Gotland’s northern and western coasts feature rocky limestone cliffs and vast rubble beaches. From Djupvik and Klintehamn, you can visit Lilla Karlsö and Stora Karlsö, two fascinating islands with magnificent nature, unusual flora and rich birdlife. Stora Karlsö the world’s second-oldest nature reserve, has the Baltic’s leading bird sanctuary, with tens of thousands of guillemots and razorbills.
Eastern Gotland is renowned for its inviting sandy beaches, savannah-like landscapes, juniper-clad heaths and spectacular sunrises. Southern Gotland offers shady greenery and enchanting meadowland. Gotland’s southernmost point boasts the famous limestone stack, the Hoburg Man. Gotland has a lot of popular leisure activities including golf, fishing, sea kayaking and cycling, as well as theatre and concerts. Gotland offers a vast range of events, including several annual fixtures like the popular Medieval Week.
Visby – The Pearl of the Baltic Sea
Visby is Gotland’s capital, a pearl in the Baltic Sea that gained World Heritage status in 1995. For thousands of years, businessmen, landowners, Vikings, kings and noblemen have visited Visby. The city grew rich as a member of the Hanseatic League, and became one of the leading cities in the Baltic Region in the 12th and 13th centuries. The city’s medieval architecture was dominated by majestic stone buildings, of which almost 200 survive today either partially or fully intact. Merchants’ houses with elegant stepped gables and medieval façade decorations still stand proudly in various parts of the city. Visby is also noted for its many 17th and 18th century half-timber and thatched houses.
Visitors exploring Visby alone often start in Almedalen, once the city’s harbour. Almedalen is now a beautiful park with a duckpond where both tourists and residents enjoy the greenery. Visby’s city wall is approximately 3.4 km long and 11 metres high, and has three main gates. Thirty-six of its towers still stand, some open for public visits in summer. The walls started being built in the late 13th century to protect against foreign intruders, and to stress Visby’s independence from rural Gotland. Today, the walls are a cherished cultural treasure.
Past meets present
As an exciting contrast to the history and the old buildings Gotland is also a renowned place when it comes to culinary experiences and modern design. Good restaurants practically grow on trees, not only in Visby but in the countryside as well. Visby is even said to have the highest density of restaurants and taverns in all of Sweden.
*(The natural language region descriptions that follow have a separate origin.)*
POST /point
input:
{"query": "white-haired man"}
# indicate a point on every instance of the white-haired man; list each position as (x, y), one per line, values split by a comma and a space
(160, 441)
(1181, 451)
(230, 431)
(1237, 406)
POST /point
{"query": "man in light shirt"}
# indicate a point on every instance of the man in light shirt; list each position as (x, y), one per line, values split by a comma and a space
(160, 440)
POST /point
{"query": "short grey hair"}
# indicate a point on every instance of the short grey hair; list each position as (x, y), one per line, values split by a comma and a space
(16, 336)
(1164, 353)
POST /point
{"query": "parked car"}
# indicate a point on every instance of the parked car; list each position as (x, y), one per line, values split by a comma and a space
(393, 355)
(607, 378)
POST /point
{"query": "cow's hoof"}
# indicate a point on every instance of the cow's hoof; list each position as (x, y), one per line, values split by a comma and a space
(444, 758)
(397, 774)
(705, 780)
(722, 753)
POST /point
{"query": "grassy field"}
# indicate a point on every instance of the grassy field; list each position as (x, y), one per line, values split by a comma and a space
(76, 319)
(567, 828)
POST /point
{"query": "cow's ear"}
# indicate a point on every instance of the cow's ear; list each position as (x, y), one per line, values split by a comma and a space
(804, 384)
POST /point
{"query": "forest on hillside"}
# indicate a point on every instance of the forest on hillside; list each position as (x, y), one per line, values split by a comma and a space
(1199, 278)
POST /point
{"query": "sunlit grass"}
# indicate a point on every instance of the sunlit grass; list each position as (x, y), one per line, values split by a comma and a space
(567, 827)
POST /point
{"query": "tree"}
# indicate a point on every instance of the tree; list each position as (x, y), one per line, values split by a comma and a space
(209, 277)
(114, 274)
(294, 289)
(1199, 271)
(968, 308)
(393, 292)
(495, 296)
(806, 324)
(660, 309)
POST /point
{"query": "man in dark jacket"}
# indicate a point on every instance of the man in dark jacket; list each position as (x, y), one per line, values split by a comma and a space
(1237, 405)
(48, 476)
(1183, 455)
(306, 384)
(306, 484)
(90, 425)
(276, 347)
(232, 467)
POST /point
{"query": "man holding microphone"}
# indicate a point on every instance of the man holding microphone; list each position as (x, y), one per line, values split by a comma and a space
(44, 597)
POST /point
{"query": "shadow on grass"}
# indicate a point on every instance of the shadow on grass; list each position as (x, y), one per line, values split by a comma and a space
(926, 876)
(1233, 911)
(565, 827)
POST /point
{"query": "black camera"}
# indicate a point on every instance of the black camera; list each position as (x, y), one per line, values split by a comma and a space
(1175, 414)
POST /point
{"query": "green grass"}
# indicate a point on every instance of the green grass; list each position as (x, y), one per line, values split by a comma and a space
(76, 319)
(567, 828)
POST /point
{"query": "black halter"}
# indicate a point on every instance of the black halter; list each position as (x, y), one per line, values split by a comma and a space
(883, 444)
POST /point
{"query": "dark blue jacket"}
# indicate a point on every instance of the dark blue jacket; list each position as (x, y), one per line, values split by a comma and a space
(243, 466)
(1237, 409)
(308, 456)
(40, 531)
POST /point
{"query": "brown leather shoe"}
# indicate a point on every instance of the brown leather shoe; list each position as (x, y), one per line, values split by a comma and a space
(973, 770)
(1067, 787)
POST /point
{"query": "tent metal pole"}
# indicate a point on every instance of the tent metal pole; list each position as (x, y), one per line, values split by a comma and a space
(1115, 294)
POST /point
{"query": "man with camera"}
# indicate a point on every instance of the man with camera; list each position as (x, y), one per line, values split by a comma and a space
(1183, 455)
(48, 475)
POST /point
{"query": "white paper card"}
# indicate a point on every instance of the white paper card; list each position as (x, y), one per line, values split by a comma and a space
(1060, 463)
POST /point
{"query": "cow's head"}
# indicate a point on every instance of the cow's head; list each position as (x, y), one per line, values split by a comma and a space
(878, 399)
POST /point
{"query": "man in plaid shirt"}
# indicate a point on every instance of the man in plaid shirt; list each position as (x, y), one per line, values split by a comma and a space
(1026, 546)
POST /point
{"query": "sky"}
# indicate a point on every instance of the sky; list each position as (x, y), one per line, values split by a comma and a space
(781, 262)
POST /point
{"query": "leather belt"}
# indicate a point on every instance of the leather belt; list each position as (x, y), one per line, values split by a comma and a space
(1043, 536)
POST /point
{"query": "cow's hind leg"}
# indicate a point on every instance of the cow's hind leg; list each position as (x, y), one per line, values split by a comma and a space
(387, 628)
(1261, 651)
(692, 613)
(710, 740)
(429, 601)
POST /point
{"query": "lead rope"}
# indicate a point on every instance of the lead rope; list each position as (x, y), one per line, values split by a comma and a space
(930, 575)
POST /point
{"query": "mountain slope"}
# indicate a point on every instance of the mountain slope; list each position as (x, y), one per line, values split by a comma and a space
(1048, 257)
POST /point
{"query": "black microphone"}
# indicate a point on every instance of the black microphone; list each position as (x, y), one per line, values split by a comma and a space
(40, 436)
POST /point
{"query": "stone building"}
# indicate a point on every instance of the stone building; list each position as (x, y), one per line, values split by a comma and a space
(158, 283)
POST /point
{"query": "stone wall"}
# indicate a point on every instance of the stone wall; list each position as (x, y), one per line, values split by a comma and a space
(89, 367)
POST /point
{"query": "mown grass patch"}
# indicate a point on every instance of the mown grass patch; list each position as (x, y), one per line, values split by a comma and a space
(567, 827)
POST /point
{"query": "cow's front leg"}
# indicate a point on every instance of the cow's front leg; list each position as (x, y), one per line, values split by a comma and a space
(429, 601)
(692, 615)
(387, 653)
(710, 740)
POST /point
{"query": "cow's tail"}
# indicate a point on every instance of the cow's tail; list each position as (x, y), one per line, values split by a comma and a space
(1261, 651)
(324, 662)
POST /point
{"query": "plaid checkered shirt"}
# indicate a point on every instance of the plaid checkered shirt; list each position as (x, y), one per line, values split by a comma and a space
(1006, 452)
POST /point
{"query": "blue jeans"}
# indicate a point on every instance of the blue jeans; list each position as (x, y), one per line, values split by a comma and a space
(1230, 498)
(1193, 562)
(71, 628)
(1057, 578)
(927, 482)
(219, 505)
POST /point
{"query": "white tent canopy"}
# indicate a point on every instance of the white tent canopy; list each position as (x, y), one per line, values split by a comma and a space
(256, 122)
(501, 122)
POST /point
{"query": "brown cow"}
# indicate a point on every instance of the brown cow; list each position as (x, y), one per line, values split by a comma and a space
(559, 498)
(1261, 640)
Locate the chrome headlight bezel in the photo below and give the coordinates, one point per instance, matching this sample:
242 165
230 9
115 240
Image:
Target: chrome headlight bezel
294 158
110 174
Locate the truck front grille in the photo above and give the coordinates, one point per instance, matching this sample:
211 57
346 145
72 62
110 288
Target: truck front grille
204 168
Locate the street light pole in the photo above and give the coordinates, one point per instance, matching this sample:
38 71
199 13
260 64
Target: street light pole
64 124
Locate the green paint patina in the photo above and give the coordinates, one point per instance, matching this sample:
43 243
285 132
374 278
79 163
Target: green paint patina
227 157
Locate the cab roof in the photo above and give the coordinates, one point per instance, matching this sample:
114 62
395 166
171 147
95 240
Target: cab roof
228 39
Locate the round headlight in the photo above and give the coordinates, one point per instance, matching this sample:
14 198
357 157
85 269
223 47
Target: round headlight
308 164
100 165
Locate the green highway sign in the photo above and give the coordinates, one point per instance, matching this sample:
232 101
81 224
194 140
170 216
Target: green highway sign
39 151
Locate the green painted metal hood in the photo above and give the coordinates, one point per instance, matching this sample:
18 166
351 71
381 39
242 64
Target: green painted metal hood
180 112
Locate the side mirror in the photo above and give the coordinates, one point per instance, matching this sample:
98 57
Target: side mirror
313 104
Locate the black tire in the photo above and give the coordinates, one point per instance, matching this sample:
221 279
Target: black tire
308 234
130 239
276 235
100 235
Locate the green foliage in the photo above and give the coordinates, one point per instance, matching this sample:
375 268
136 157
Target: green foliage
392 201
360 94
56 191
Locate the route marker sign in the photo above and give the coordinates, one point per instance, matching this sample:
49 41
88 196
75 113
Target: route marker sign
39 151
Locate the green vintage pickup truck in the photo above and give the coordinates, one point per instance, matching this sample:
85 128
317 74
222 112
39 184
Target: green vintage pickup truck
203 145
The unique landscape and the tranquillity serve as a great source of inspiration for a number of prominent artists and artisans, local as well as international. However, the environment is also reflected in their actual products. They are often made out of local materials or designed to go with the unique Gotlandic landscape. Sheep’s wool, limestone and concrete sculptures are just a few characteristic examples of what you can find on the island of Gotland.